Company uses hybrid models to improve things like wake words, speech to text and security on devices.
by Scott Martin

You may not know of Todd Mozer, but it’s likely you have experienced his company: It has enabled voice and vision AI for billions of consumer electronics devices worldwide.

Sensory, started in 1994 from Silicon Valley, is a pioneer of compact models used in mobile devices from the industry’s giants. Today Sensory brings interactivity to all kinds of voice-enabled electronics. LG and Samsung have used Sensory not just in their mobile phones but also in refrigerators, remote controls and wearables.

“What if I want my talking microwave to get me any recipe on the internet, to walk me through the recipe? That’s where the hybrid computing approach can come in,” said Mozer, CEO and founder.

Hybrid computing is the dual approach of using cloud and on-premises computing resources.

The company’s latest efforts rely on NVIDIA NeMo — a toolkit to build state-of-the-art conversational AI models — and Triton Inference Server for its Sensory Cloud hybrid computing unit.

Making Electronic Devices Smarter

Devices are getting ever more powerful.

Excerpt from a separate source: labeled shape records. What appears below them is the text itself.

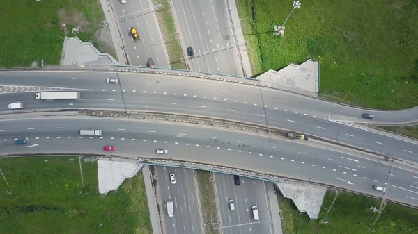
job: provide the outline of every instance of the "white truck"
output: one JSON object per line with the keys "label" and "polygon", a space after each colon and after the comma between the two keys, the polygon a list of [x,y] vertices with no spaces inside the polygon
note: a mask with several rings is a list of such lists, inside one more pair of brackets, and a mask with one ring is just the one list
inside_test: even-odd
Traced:
{"label": "white truck", "polygon": [[35,98],[39,100],[77,99],[80,98],[79,92],[37,92]]}
{"label": "white truck", "polygon": [[169,217],[174,216],[174,208],[173,207],[173,201],[167,201],[167,214]]}
{"label": "white truck", "polygon": [[101,129],[82,129],[80,130],[81,135],[91,135],[100,137],[102,135]]}

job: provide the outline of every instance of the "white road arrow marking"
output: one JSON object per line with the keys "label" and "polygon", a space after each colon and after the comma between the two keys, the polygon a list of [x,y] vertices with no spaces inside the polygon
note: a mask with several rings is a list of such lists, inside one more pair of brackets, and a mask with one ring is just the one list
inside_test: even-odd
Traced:
{"label": "white road arrow marking", "polygon": [[346,183],[349,184],[349,185],[354,185],[353,183],[351,183],[351,181],[347,181],[347,180],[344,180],[342,178],[336,178],[336,180],[339,180],[339,181],[346,181]]}
{"label": "white road arrow marking", "polygon": [[346,158],[346,157],[343,157],[343,156],[341,156],[341,158],[343,158],[343,159],[348,159],[348,160],[349,160],[355,161],[355,162],[359,162],[359,160],[357,160],[357,159],[349,158]]}
{"label": "white road arrow marking", "polygon": [[21,147],[22,148],[35,147],[37,147],[37,146],[38,146],[40,144],[33,144],[33,145],[28,145],[28,146],[26,146],[26,147]]}
{"label": "white road arrow marking", "polygon": [[340,166],[339,165],[339,167],[343,168],[343,169],[346,169],[348,170],[351,170],[353,172],[356,172],[357,170],[354,168],[349,168],[349,167],[343,167],[343,166]]}

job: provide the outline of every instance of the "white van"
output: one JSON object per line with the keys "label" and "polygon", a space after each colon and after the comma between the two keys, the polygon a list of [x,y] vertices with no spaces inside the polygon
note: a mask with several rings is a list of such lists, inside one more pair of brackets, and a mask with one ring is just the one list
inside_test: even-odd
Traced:
{"label": "white van", "polygon": [[376,190],[378,190],[378,191],[386,192],[386,187],[374,185],[373,188],[374,188]]}
{"label": "white van", "polygon": [[22,102],[13,102],[9,104],[10,110],[23,109],[23,103]]}
{"label": "white van", "polygon": [[228,201],[228,203],[229,203],[229,208],[231,209],[231,210],[235,210],[235,203],[233,202],[233,200],[231,199]]}
{"label": "white van", "polygon": [[255,220],[260,220],[260,217],[258,216],[258,208],[257,208],[257,206],[253,206],[251,207],[251,209],[253,210],[253,216]]}

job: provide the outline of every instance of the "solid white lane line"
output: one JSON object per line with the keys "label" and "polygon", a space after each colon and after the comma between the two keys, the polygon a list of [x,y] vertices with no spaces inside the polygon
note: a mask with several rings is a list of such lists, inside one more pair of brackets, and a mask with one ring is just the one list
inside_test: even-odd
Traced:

While special-purpose inference accelerators are hitting the market, better models tend to be bigger and require even more memory, so edge-based processing is not always the best solution.

Cloud connections for devices can deliver improved performance to these compact models. Over-the-air deployments of updates can apply to wearable devices, mobile phones, cars and much more, said Mozer.

“Having a cloud connection offers updates for smaller, more accurate on-device models,” he said.

This offers a payoff for many improvements to features on devices. Sensory offers its customers speech-to-text, text-to-speech, wake word verification, natural language understanding, facial ID recognition, and speaker and sound identification.

Sensory is also working with NVIDIA Jetson edge AI modules to bring the power of its Sensory Cloud to the larger on-device implementations.

Tapping Triton for Inference

The company’s Sensory Cloud runs voice and vision models with NVIDIA Triton. Sensory’s custom cloud model management infrastructure built around Triton allows different customers to run different model versions, deploy custom models, enable automatic updates, and monitor usage and errors.

It’s deployable as a container by Sensory customers for on-premises or cloud-based implementations. It can also be used entirely privately, with no data going to Sensory.

Triton provides Sensory a special-purpose machine learning task library for all Triton communications and rapid deployment of new models with minimal coding. It also enables an asynchronous actor pipeline for ease of new pipeline assembly and scaling. Triton’s dynamic batching assists for higher GPU throughput and performance analysis for inference optimization.

Sensory is a member of NVIDIA Inception, a global program designed to support cutting-edge startups.

Enlisting NeMo for Hybrid Cloud Models  

Sensory has expanded on NVIDIA NeMo to deliver improvements in accuracy and functionality for all of its cloud technologies.

NeMo-enhanced functions include its proprietary feature extractor, audio streaming optimizations, customizable vocabularies, multilingual models and much more.

The company now has 17 languages supported by NeMo models. And with proprietary Sensory improvements, word error rates are consistently outperforming the best in speech-to-text, according to the company.

“Sensory is bringing about enhanced features and functionality with NVIDIA Triton hardware and NeMo software,” said Mozer. “This type of hybrid-cloud setup offers customers new AI-driven capabilities.”